呉の名物カレー店が復活! 店長は18歳の孫 大学進学を取りやめて決断「祖父の味をもう一度」【広島発】
44年間続いた広島・呉市の名物カレー店が2年ぶりに復活した。店を再開させたのは“18歳の孫”。亡くなった祖父の店を守ろうと決意し、少ない手がかりで祖父のカレーを再現しようと奮闘する若者の姿を追った。 【画像】1978年創業、広島・呉市の「ホワイトハウス」店長・松原満里愛さん(18)
18歳の決断「祖父の味をもう一度」
半日以上じっくり煮込んだオリジナルカレー。呉市で人気を誇ったカレー店「ホワイトハウス」の名物である。店内には昭和の喫茶店のようなレトロな雰囲気が漂っている。 カレーを作っているのは店長の松原満里愛(まつばら まりあ)さん。
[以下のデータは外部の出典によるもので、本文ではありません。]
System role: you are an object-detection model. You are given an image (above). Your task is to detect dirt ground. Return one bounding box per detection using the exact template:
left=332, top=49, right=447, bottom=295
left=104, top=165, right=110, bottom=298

この春、高校を卒業したばかりの18歳だ。 「この場所で私の祖父も同じようにやっていたんだなと思うと、すごく懐かしいです」 「ホワイトハウス」がオープンしたのは1978年。満里愛さんの祖父・堀向英伸さんが開業した。“呉のシンボル”として地元で愛されてきたが、2022年に祖父は病気で他界。店をどうするか…。何度も家族で話し合う中、満里愛さんは決意を固めた。 「44年間も続けた店をなくしてしまうのはすごくもったいないし、昔からのお客さんに『またホワイトハウスが復活した』って来てもらいたいので、祖父の味をもう一度作ろうと決めました」
祖父が残した“ヒント”を頼りに
2024年9月にリニューアルオープンし、営業は木・金・土曜の週3日。ところが定休日の朝7時すぎ、店には満里愛さんの姿があった。3日間で提供する約90食分を、一人で仕込まなければならない。 祖父のカレーで最も重要なのが玉ねぎ。小さいころから作る姿は見てきた。しかし、その秘伝の味について教わったことはない。材料の切り方を一回一回変え、模索する日々が続く。 「44年間の味は絶対に出せない。ホワイトハウスのカレーは甘みが特徴で、その甘みを出すためには玉ねぎが重要です。玉ねぎの具合や食感で少しずつ味が変わってしまうことがあるので、ベテランの祖父に聞きたいです」 在りし日の祖父に聞いてみたい。そんな満里愛さんの気持ちがわかっていたかのように、祖父・英伸さんはヒントを残してくれていた。 祖父のタブレットにカレーを作る動画が保存されていたのだ。 「亡くなる前、最後に作ったカレーだと思います。玉ねぎがこれだけ溶けてドロドロになって、甘み成分が出たタイミングでリンゴを入れる。これがなかったら全然わからなかった。動画を撮っていたのは誰かに伝えたかったのかなと思います」 ただ、残されていた動画はほんの数秒で一部のみ。「たゆまぬ努力をすること」。祖父は、あえてそう教えてくれているのかもしれない。 満里愛さんはカレーを作るたびにメモを取り、研究を重ねている。炒め具合、水の量…。44年も作り続けた“祖父の勘”に近づくため、少しずつ条件を変えて試していった。